Others reported that they had run out of money and could not even buy food or drinks.

Some passengers made their way back home in roundabout ways, such as flying to Amman, Jordan, and then crossing the border to Israel at the Allenby bridge.

As flights renewed Sunday night, some 30,000 outgoing passengers crowded inside the terminal at Ben-Gurion.

“There has been irreversible damage, to exports, tourism and Israel’s image abroad,” Finance Minister Ya’acov Ne’eman told reporters Sunday.

But the damage to the economy, estimated by Israel’s manufacturers association at some $60 million, could not be immediately perceived by the average Israeli.

This may explain why Histadrut chairman Amir Peretz was able to declare “total victory.”

The public did not like the strike, but was not angry enough to oppose it because Israelis generally did not suffer.

“Don’t blame the workers, blame the government,” Peretz declared.

But there was a calculated risk in allowing the strike to go on, and Sunday’s agreement came just before the breaking point.

Had the strike continued, tempers could have flared.

Indeed, on the last day of the strike, protesting workers and police clashed outside the National Labor Court in Jerusalem as the court’s president tried to work out a compromise.

Bus drivers joined the strike, causing many delays in public transportation.

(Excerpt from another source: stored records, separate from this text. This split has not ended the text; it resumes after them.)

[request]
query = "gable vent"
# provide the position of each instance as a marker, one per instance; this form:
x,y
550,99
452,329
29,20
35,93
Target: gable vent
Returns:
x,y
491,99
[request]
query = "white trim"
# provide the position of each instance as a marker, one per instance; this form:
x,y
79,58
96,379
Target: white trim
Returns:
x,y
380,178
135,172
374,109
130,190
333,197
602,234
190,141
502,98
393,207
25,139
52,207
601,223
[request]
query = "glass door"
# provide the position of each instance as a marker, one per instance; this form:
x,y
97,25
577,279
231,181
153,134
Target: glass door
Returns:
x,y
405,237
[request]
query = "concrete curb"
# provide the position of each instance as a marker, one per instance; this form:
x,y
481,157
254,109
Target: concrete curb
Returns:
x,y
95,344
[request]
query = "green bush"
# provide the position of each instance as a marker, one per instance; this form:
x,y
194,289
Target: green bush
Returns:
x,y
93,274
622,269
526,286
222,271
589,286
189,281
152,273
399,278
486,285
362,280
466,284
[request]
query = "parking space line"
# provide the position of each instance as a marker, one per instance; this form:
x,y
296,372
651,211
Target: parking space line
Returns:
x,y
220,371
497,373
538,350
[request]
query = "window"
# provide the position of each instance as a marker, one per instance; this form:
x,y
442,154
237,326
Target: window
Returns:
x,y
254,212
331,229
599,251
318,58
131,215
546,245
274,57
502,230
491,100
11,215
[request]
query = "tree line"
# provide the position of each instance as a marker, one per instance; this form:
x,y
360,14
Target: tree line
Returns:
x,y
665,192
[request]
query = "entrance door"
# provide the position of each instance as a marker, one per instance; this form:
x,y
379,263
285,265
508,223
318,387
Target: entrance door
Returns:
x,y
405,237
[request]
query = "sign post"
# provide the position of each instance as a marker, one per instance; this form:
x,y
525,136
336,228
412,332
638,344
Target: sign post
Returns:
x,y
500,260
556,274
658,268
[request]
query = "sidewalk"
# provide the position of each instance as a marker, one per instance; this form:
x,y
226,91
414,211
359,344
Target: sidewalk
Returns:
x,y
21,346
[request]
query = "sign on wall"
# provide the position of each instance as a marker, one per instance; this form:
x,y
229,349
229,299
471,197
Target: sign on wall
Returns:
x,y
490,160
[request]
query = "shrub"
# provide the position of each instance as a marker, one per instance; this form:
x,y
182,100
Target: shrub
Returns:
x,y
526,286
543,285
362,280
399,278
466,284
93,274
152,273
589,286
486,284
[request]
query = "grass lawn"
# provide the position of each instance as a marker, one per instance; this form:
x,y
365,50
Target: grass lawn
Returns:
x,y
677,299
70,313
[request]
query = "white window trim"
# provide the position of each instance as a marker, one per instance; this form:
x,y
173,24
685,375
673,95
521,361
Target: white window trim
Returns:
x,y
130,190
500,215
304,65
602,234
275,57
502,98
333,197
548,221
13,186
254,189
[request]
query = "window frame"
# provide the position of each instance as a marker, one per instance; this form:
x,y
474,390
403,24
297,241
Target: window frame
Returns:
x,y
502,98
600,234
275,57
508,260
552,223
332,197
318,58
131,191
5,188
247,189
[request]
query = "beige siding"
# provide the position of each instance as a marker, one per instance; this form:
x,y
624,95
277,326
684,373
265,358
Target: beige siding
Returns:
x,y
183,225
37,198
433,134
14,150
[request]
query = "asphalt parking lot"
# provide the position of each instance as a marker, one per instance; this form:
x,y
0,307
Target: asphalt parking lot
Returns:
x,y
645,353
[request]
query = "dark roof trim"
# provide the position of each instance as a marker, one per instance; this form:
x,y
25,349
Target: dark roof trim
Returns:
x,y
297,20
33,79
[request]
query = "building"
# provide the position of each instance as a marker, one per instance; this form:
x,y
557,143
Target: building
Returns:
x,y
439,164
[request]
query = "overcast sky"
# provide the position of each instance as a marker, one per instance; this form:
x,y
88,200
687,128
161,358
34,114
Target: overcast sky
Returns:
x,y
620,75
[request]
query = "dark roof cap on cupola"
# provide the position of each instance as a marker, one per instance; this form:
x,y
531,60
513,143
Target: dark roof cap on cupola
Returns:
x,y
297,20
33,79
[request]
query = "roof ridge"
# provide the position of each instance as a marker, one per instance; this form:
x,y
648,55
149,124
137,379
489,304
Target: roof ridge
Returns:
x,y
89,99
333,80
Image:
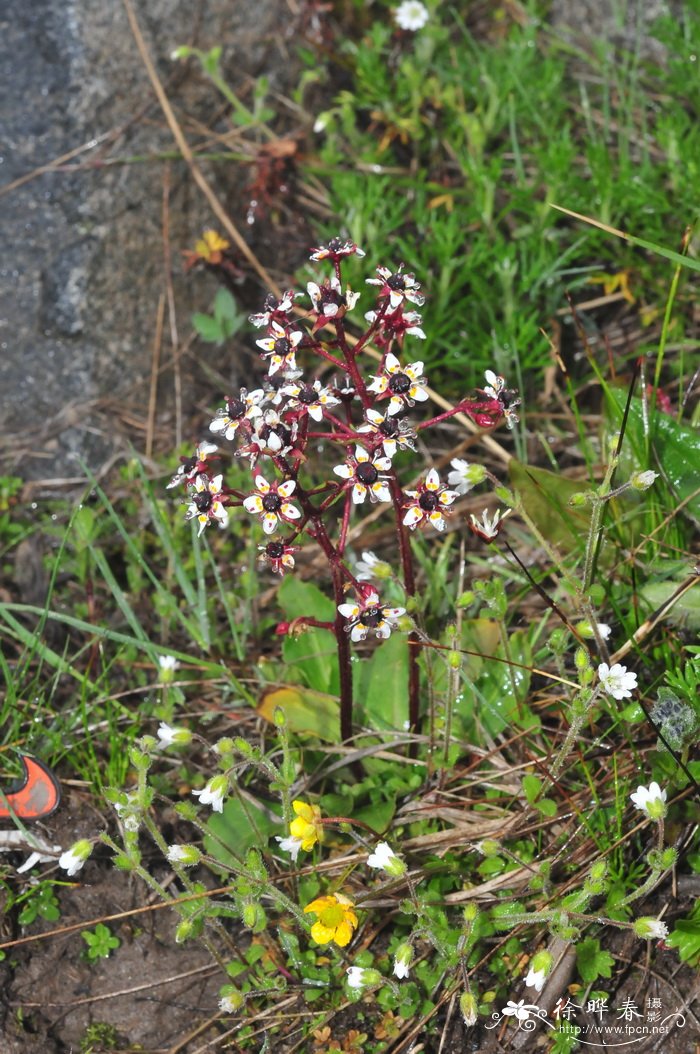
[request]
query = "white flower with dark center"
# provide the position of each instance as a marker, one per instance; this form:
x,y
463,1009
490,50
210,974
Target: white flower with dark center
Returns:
x,y
464,475
192,467
617,681
278,555
214,793
488,527
272,435
273,308
207,504
169,736
650,800
329,300
74,859
385,859
519,1010
507,397
429,503
335,250
270,503
403,959
280,347
363,471
393,433
311,397
367,616
397,286
404,384
237,409
411,15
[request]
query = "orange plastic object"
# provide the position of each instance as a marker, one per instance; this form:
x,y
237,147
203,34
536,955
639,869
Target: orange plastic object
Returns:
x,y
37,796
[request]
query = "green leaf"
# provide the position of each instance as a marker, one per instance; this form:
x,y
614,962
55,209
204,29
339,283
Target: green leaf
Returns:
x,y
244,824
208,328
307,711
592,962
312,656
676,448
685,936
545,498
386,685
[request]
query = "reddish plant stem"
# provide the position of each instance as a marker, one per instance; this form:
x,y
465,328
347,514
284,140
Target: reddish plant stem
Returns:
x,y
414,643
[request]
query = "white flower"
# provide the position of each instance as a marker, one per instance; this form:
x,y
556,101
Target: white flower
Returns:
x,y
650,929
650,800
291,845
214,793
539,971
403,958
405,384
271,503
74,859
411,15
384,858
280,347
617,681
207,502
367,615
355,977
168,735
488,527
518,1010
428,503
464,475
364,471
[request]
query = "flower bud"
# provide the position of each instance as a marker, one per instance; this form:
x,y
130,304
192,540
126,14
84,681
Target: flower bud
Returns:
x,y
185,856
469,1009
642,481
231,999
650,929
581,659
403,959
470,912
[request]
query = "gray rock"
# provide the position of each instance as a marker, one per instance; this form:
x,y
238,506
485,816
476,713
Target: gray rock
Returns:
x,y
82,262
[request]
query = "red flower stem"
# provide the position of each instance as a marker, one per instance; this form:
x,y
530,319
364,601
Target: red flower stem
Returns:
x,y
343,537
414,643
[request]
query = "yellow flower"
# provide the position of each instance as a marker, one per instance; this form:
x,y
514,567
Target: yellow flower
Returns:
x,y
211,246
307,828
336,919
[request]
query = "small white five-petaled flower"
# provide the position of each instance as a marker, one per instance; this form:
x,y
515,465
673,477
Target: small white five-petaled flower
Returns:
x,y
405,384
385,859
368,616
617,681
489,526
214,793
428,503
364,470
207,503
271,503
411,15
74,859
280,347
650,800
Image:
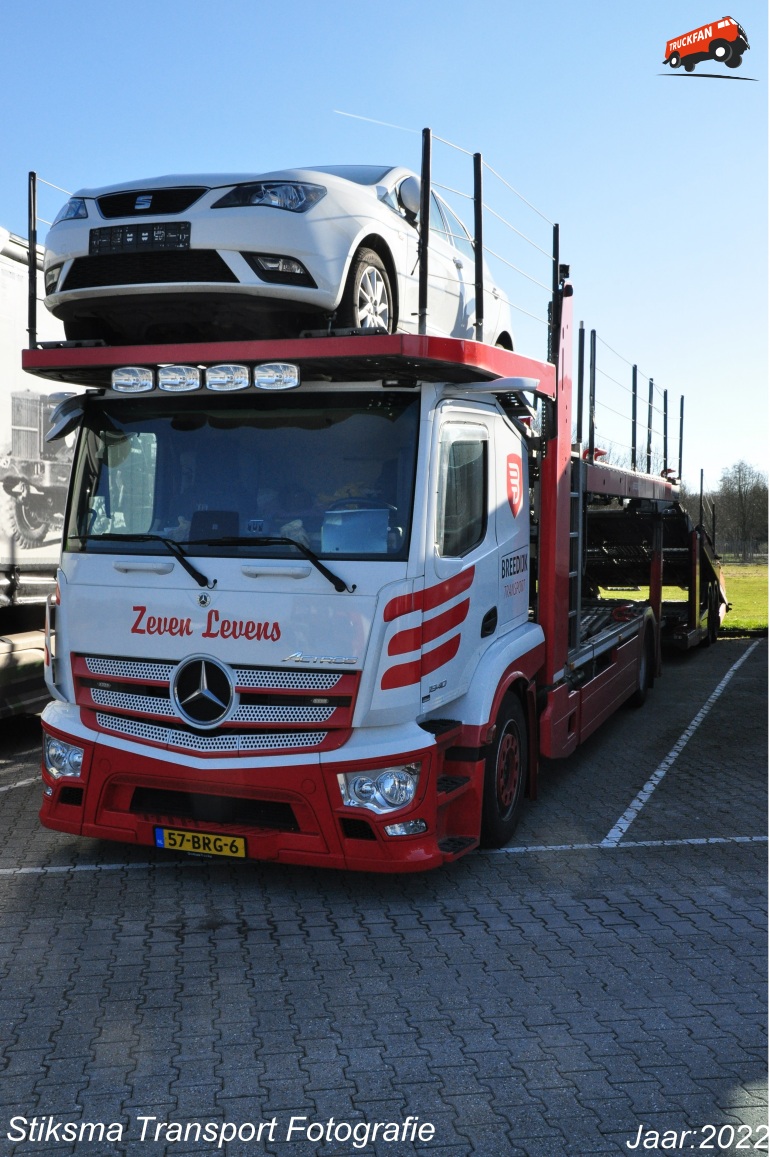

There were not enough buses to serve thousands of soldiers on their way back to the army after a weekend at home.

And telephone services were shut down for hours on Sunday.

Meanwhile, garbage piles were growing, particularly in Tel Aviv, which already had endured a separate two-week old sanitation workers’ strike.

Questions lingered about the Histadrut’s actions in the strike’s aftermath, with some observers suggesting that Peretz orchestrated the confrontation with the government in order to advance his own political career.

Indeed, on the first day of the strike, Israeli Prime Minister Benjamin Netanyahu called the action a “political strike,” telling reporters that he had no idea why the Histadrut called it.

The strike was triggered in part by remarks made by Ne’eman, who, referring to union activists, said, “We don’t need enemies from outside.

“We have among us bombs,” the finance minister added, “homemade, exploding bombs.”

Although Ne’eman later apologized, saying his remarks had been misunderstood, the apology was rejected by Peretz, and the Histadrut printed stickers reading, “I’m a bomb made by Ne’eman.”

The strike came as the government nears completion of its 1998 budget. A year ago, the Histadrut called similar strikes, but those walkouts lasted hours rather than days.

Now, Peretz appeared to be flexing his political muscle to increase his chances for reelection next year by demonstrating that the Histadrut, once a bastion of the Labor Party, could still wield considerable influence.

But to many supporters of Netanyahu’s Likud Party, the Histadrut is still seen as an arm of the Labor Party.

“This is not only a confrontation between the Histadrut and the government,” said Ya’acov Bruchin of Bnei Brak. “It is also Labor’s pathetic attempt to return to power.”